Connective Tissue Graft (CTG)
In our mouth we have actually two types of gums. One type is the tough, keratinized gums that attach to the bone and what we generally consider our gums surrounding our teeth. The other type is the soft, non-keratinized gums that have no attachment to the bone or teeth. These two types of gum tissue tend to blend together at a line away from the teeth. If the blended line approaches or contacts the teeth due to loss of the keratinized gums, that means there is now no gum tissue directly attached to the bone and the bone is free to recede. A connective tissue graft is recommended for patients when they have very little or no remaining attached or keratinized gums. A CTG will help prevent bone loss by surgically placing a piece of self or synthetic tissue in the area of interest.

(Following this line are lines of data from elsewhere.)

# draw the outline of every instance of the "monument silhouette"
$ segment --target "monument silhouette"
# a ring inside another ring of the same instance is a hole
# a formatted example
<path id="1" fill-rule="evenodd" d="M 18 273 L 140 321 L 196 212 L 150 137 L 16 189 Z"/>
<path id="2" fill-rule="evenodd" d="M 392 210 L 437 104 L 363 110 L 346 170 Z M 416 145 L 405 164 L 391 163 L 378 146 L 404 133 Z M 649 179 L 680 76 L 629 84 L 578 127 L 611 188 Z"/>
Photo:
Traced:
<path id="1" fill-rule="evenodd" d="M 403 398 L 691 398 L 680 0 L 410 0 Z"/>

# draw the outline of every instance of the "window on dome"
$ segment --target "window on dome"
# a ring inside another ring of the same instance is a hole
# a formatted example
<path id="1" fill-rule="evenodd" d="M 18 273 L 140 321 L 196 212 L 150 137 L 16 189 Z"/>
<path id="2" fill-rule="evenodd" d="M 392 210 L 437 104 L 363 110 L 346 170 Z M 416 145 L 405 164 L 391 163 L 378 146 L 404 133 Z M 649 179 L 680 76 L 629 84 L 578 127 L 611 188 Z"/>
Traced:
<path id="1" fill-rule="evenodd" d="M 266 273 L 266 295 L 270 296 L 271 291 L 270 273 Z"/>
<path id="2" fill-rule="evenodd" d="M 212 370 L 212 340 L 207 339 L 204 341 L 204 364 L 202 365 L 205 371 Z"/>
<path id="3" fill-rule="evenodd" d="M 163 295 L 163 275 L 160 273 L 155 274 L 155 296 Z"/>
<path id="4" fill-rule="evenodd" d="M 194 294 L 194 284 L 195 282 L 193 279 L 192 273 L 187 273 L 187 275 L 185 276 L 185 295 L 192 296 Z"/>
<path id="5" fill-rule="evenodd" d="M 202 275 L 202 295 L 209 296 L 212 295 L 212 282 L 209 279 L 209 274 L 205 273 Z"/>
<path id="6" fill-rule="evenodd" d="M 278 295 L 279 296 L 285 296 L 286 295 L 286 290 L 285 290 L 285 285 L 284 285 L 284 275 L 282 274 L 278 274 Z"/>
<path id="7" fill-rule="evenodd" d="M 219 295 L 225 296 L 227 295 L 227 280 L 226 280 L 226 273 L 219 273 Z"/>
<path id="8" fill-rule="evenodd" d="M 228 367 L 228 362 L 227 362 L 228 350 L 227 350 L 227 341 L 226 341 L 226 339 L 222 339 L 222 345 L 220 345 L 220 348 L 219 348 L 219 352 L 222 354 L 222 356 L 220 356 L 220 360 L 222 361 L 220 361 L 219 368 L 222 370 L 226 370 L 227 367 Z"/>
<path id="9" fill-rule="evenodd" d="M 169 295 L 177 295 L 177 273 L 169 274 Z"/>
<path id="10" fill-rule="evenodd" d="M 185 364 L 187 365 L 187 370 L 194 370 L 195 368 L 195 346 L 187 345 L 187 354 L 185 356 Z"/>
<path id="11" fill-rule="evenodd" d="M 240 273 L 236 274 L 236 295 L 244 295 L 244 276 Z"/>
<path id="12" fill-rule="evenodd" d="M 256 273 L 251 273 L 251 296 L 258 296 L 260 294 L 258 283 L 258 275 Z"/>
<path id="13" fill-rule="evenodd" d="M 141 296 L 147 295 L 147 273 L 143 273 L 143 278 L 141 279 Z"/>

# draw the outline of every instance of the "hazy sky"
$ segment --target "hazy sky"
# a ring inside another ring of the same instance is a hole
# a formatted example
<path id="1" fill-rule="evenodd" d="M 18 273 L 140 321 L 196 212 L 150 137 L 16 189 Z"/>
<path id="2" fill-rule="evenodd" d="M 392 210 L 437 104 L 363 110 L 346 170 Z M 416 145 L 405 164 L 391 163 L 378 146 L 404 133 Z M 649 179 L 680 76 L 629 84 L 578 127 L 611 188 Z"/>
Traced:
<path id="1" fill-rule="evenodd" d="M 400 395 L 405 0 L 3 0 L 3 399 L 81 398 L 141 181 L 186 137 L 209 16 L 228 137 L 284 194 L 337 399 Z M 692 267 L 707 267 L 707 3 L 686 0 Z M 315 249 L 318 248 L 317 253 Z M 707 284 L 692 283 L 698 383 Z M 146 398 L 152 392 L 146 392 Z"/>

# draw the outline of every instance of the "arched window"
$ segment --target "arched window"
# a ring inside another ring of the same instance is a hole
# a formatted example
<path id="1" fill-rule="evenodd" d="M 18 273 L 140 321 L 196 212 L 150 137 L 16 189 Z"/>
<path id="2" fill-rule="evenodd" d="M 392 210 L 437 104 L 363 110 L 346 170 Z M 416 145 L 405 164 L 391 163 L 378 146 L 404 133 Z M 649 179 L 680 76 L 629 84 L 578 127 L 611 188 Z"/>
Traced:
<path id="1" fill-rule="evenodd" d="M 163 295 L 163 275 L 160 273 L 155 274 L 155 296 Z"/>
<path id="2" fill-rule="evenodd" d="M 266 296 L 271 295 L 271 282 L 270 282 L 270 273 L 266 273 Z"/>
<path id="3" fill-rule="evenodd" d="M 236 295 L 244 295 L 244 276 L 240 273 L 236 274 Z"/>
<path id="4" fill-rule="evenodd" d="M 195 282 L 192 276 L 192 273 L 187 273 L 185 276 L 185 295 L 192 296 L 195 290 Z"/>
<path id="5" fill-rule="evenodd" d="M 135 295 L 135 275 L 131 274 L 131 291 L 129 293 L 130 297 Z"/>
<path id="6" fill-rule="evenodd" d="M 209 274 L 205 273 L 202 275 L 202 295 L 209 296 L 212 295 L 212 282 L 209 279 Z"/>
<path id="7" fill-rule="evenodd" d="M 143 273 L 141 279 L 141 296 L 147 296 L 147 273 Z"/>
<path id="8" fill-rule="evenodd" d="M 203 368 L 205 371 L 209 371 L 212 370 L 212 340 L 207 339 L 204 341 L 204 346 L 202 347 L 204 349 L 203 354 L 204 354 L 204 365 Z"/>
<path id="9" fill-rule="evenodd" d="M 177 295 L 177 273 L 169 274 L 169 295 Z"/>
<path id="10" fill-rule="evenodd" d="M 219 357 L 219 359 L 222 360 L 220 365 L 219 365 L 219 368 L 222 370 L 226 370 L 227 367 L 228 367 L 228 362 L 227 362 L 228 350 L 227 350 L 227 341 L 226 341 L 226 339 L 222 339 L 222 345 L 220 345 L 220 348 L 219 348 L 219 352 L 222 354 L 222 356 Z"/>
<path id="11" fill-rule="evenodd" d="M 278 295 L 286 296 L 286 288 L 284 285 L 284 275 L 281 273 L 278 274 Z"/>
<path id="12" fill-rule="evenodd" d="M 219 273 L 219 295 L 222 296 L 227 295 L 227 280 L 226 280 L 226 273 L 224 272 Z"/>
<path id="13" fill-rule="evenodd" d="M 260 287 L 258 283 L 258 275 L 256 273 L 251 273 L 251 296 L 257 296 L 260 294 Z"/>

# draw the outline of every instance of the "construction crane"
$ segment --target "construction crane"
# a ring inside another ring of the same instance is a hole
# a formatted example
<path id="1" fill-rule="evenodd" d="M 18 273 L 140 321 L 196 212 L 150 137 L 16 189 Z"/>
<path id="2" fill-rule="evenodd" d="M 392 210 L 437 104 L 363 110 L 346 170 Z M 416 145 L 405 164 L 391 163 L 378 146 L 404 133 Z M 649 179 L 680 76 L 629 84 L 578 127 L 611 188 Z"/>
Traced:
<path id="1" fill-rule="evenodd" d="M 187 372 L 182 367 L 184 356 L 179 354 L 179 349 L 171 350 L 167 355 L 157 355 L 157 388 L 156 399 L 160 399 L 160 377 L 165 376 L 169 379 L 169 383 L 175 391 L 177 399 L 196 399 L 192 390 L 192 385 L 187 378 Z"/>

If you have lost considerable bone and if the particular bony defect has enough remaining ‘walls’ remaining to support new bone, you may be a candidate for bone grafting. During a bone grafting procedure, the dentist will have you completely frozen before creating a small incision in the gums so that they are able to tease back a flap and have direct access to the tooth and bone below the gum surface. Bone grafting involves adding a synthetic bone matrix to the bony defect and placing a mesh-like barrier over the site and bone grafting material. The dentist will then tease the gums back into place and suture the incision back together. Typical scenarios that may warrant the use of bone grafting may be: trying to regenerate bone around teeth with advanced perio, or before implant placement to ensure there is enough bone and increase the likelihood of treatment success.
A freunum is a fold of tissue that prevents other organs or tissues from moving too far from one another. For example, that tie below your tongue that keeps it anchored to the floor of your mouth, that is a frenum. Frenectomies are usually recommended when the frenums are doing more harm then good. If a frenum for example, is pulling on the gums everytime you engage your facial muscles and causing them to recede, a frenectomy would be ordered to relieve this pressure on the gums and will help prevent gum recession and bone loss. If this frenum pull were to continue, it is likely the patient would need a connective tissue graft in the future. A frenectomy is a fairly straightforward procedure in which, the dentist will ensure you are completely frozen before making a small incision in the frenum to relieve the pressure.
Commonly seen in people who have had their wisdom teeth extracted, the gum tissue at the very back of the mouth begins to grow to the height or slightly above the molar teeth. This tissue can serve as a trap for food, plaque and bacteria because it is so hard to clean. It is recommended to have this tissue removed in order to prevent inflammation of the surrounding gums or tooth decay. The procedure involves the dentist ensuring you are completely frozen before removing a small wedge of tissue (similar to cutting a piece of pie), and then suturing the two ends together.